Lift High the Cross: A Reflection

On Saturday, we celebrated Black History Month with our sister parish, St. Augustine and the gorgeous incomparable choir, The Voices of St. Augustine. Rev. Floridia Jackson preached and our own Debra Brittenum and Randy Gamble led us in prayer. Our resident liturgical dance artist, five-year-old CJ Mason moved around the church swaying and hopping as the music and Spirit led her. We all clapped and, yes, even stood and moved our feet. Tears tumbled down faces and shouts of “amen!” resounded in the nave.

Rev. Jackson’s sermon called Simon of Cyrene into focus as a Black man, an African, a witness, someone who was literally pulled into the life and death of Jesus Christ. He took up the Cross of our savior and bore it part of the way toward Golgotha, toward the suffering and death of God, but also toward His resurrection and Easter promises.

As we wade into the waters of Lent, we are asked to consider what it means to take up the Cross. Many of us think of denying ourselves pleasure and comfort. But God does not want us to suffer, nor should we want to suffer for God. St. Oscar Romero preached in Lent of 1980:
If we fast or do penances or pray, it is for a very positive goal: by overcoming self, one achieves the Easter resurrection. We do not just celebrate a risen Christ, distinct from us, but during Lent we prepare ourselves to rise with him to a new life and to become the new persons that are what the country needs right now. Let us not just shout slogans about new structures; new structures will be worthless without new persons…

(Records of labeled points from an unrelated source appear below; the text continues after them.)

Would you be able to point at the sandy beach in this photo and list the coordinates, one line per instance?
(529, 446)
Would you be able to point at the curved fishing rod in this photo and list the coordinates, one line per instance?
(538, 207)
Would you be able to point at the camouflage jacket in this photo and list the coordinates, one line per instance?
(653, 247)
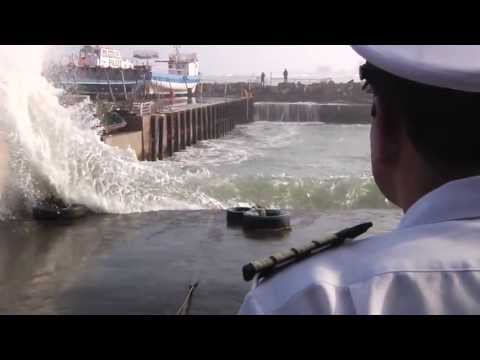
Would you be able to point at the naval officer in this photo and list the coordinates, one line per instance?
(425, 155)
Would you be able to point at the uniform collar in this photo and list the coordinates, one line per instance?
(455, 200)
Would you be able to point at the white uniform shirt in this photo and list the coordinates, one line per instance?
(430, 264)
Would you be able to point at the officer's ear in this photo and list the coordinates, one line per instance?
(388, 127)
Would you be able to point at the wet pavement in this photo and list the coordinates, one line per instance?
(144, 263)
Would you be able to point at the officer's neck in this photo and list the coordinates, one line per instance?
(414, 179)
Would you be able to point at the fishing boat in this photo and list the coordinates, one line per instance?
(179, 78)
(99, 70)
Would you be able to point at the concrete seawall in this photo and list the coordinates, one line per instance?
(159, 135)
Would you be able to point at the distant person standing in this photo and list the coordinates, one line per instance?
(262, 80)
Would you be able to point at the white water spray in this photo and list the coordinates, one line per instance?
(51, 149)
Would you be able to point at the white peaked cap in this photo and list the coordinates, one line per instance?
(454, 67)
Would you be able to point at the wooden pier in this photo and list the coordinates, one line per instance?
(161, 133)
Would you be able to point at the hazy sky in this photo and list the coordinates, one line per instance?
(324, 60)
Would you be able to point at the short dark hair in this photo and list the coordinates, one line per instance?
(443, 124)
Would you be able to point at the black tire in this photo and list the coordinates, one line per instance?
(274, 220)
(235, 215)
(49, 212)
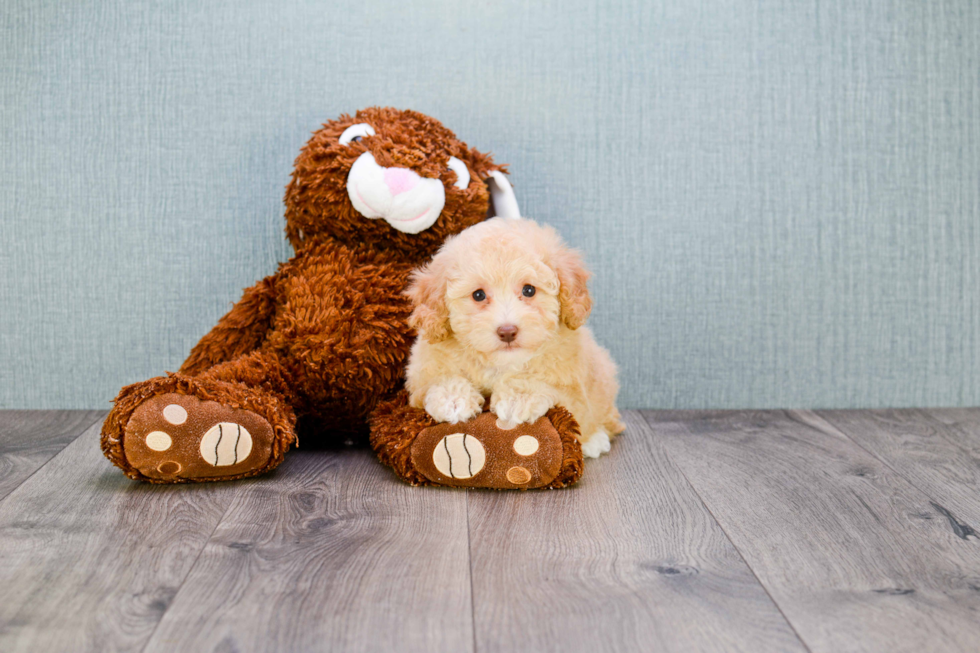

Now that the ashes of last Wednesday have washed from our foreheads and we bear witness to the earth awakening from winter slumber, let our Lenten practices be centered on God. When we give up, give away, and give way— let us make sure that the space we create is for God and for our neighbors. Let this season and our cross at any time change us as it did Simon. Not to break us down or burden ourselves more, but to build us up and walk in solidarity with the suffering God— so that we all may rise again when the stone rolls away.